As Maine’s Land Use Regulation Commission moves toward a decision on the Plum Creek proposal for the Greenville region, opposition to the plan seems to have become increasingly desperate and out of touch with the needs of rural Maine.
To some extent, this endgame seems to be influenced by the failure of an ill-considered political strategy that the Natural Resources Council of Maine and others have adopted throughout the three-year process. Gambling that Plum Creek’s proposal could be blocked, opponents chose not to join other stakeholders in the meaningful negotiations that have led to a revised proposal.
The revised concept reflects perspectives of a broad coalition of community, social, economic and environmental interests and the compromises participants in the negotiations achieved. The resources council and other opponents are now dealing with the price of obstruction. They refer to Moosehead Lake as Maine’s crown jewel, a metaphor that recalls somewhat bizarrely the way the British in the heyday of their empire referred to the Indian subcontinent: “the jewel in the crown.” Many of us in Northern Maine are not surprised by colonial attitudes, but those attitudes do not offer us an acceptable future.
Because Plum Creek and its local representatives chose to negotiate, because leaders in Greenville and elsewhere joined the negotiations, a rural Maine community has arrived at a realistic approach to sustainable development when all that well-meaning alternatives seem to offer is more of the same underdevelopment that has impoverished our region for a generation. The largely positive response of the LURC staff to the revised Plum Creek concept plan recognizes the value of what a corporation, a community and their partners can achieve. At the same time, opponents, having failed to make a convincing case at the LURC hearings, are now using emotions around Lily Bay to defeat a realistic plan for sustainable development that they were unwilling to negotiate.
What does sustainable development require?

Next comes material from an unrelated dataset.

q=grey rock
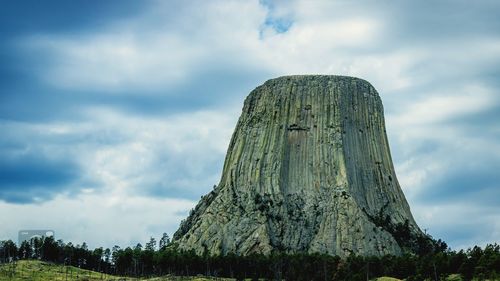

It requires conservation and environmental protection. The Plum Creek plan offers a realistic approach to both, one that can be implemented as soon as the plan is adopted. At best what opponents offer are fanciful alternatives that seem designed to confuse any meaningful discussions.
Sustainable development requires substantial economic investment. The Plum Creek plan provides for this investment. Does anyone seriously believe that summer visitors and summer homes do not make a significant contribution to the Maine economy? Opponents have had a number of years to find alternative, viable investments in the Greenville region (perhaps more of the money that has been raised to buy and conserve land in rural Maine could have been used to conserve rural Maine communities), but no realistic alternatives have been developed.
Sustainable development requires social and cultural development. It has been clear for some time that vital institutions such as schools and a local hospital are at risk in the Greenville region. Plum Creek and others who support the concept plan have been working to create a viable future for the region’s schools and hospital. They have been working to develop the kind of broadband and computer resources that can provide an infrastructure for an innovative economy that will sustain social and cultural development.
Time is quite short. While the resources council and others may argue that their alternative visions for the Moosehead Region are a viable alternative, they could only have been viable in the context of meaningful negotiations with the coalition that developed the concept plan. To reopen these negotiations now would add years of delay that rural Maine cannot afford.
The resources council and other opponents chose to obstruct rather than engage. That was a political choice, but, given a progressive politics, couldn’t we have hoped for better? As a result LURC has not been asked to choose between sustainable development on the one hand and sustained underdevelopment on the other. Under the circumstances, a choice on the merits does not turn out to be difficult. LURC should approve the concept plan.
Yvon Labb?, a resident of Greenville, is director of the Franco-American Centre at the University of Maine. Tony Brinkley of Bangor is the center’s senior faculty associate.